Other initiatives during his time at The Times included the launch of Times Extra, a beta feature that aggregated headlines and links from third-party news sources and blogs and matched them with lead articles on the NYTimes.com home page, the implementation of the newspaper's digital paywall, and a content recommendation engine.

In 2014, Frons led the adoption of continuous delivery across the company's technology teams, working with consultancy ThoughtWorks. The initiative paused roughly half of active development projects during a three-month retraining and automation period. According to Frons, the results included a reduction in production errors by more than half and faster release cycles, with one team reducing its release time from seven days to 35 minutes. He also led a shift toward mobile-first development, reorganizing resources as mobile traffic grew from 30 percent of the total digital audience in 2013 to over 50 percent in 2014.

Frons left The New York Times in mid-2015.

== News Corp ==
Frons joined News Corp in 2015 as senior vice president, global head of mobile platform, and deputy head of technology. He was named interim chief technology officer in October 2016 after Paul Cheesbrough left to become CTO of 21st Century Fox, and was formally appointed to the role in May 2017. He served until 2019.

== Community involvement ==
Frons is a member of the Wainscott Citizens Advisory Committee in East Hampton, New York, where he has been involved in efforts to address aircraft noise from East Hampton Airport. In 2025–2026, he developed JPXWatch.org, a public data platform that tracks flights to and from the airport using data from FlightAware. The site maps airport operations by aircraft type, altitude, time of day, and seasonal pattern, and includes a feature allowing users to enter an address and view a personalized estimate of flight activity and noise exposure for that property. The noise estimates are modeled computationally based on terrain, altitude, and aircraft type, as the airport does not have physical noise-monitoring stations.

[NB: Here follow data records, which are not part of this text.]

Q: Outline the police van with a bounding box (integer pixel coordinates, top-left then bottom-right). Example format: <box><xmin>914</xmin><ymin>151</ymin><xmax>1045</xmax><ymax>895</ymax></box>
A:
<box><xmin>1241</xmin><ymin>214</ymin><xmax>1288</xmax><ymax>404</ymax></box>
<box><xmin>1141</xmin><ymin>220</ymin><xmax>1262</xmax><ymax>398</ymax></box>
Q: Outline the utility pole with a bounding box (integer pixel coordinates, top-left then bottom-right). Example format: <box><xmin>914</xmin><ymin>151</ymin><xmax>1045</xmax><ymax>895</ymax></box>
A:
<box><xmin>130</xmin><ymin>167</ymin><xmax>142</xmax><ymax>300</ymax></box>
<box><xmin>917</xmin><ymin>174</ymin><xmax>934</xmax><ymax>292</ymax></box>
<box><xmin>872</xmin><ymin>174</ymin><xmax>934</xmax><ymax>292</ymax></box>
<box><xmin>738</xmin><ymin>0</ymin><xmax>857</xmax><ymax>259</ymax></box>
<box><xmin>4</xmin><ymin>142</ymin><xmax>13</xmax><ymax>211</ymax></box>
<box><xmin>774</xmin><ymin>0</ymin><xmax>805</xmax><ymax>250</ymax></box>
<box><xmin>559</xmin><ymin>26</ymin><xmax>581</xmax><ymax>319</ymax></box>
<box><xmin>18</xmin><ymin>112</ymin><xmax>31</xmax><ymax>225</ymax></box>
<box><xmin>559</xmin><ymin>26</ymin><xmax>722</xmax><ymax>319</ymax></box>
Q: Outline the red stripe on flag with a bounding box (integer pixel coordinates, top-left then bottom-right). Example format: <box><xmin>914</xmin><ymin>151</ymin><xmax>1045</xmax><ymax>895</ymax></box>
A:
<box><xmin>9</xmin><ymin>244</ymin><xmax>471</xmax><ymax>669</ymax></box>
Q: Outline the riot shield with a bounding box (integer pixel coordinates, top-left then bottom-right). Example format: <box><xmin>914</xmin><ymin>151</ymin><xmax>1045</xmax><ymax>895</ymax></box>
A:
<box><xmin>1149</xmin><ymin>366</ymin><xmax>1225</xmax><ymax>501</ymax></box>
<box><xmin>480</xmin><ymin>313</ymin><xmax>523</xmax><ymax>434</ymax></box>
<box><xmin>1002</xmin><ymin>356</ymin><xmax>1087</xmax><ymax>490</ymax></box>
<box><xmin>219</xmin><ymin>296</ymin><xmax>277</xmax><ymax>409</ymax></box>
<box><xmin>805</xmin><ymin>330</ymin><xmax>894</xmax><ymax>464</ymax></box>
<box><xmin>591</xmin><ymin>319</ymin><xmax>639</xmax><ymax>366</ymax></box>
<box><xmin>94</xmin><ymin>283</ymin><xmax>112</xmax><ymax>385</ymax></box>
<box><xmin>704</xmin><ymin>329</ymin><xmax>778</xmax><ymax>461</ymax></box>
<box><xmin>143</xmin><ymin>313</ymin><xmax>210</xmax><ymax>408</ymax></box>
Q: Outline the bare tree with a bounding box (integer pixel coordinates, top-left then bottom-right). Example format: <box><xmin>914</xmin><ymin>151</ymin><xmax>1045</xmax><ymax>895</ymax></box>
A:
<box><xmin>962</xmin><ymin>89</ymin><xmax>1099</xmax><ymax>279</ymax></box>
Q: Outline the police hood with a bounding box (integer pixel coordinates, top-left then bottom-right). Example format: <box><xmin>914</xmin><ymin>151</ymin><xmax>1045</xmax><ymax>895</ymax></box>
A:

In January 2026, the Wainscott committee endorsed a plan presented by Frons identifying steps the town could take to impose operational restrictions at the airport while avoiding procedural issues that had blocked earlier efforts. Frons demonstrated the platform to East Hampton Airport officials and town leaders in March 2026. Members of the East Hampton Aviation Association subsequently engaged with Frons to review the platform's data sources and accuracy.

== Personal life ==
Frons lives in Wainscott, New York, with his wife, psychotherapist Merry Frons. He has two daughters. He is a cousin of Brian Frons, former president of ABC Daytime.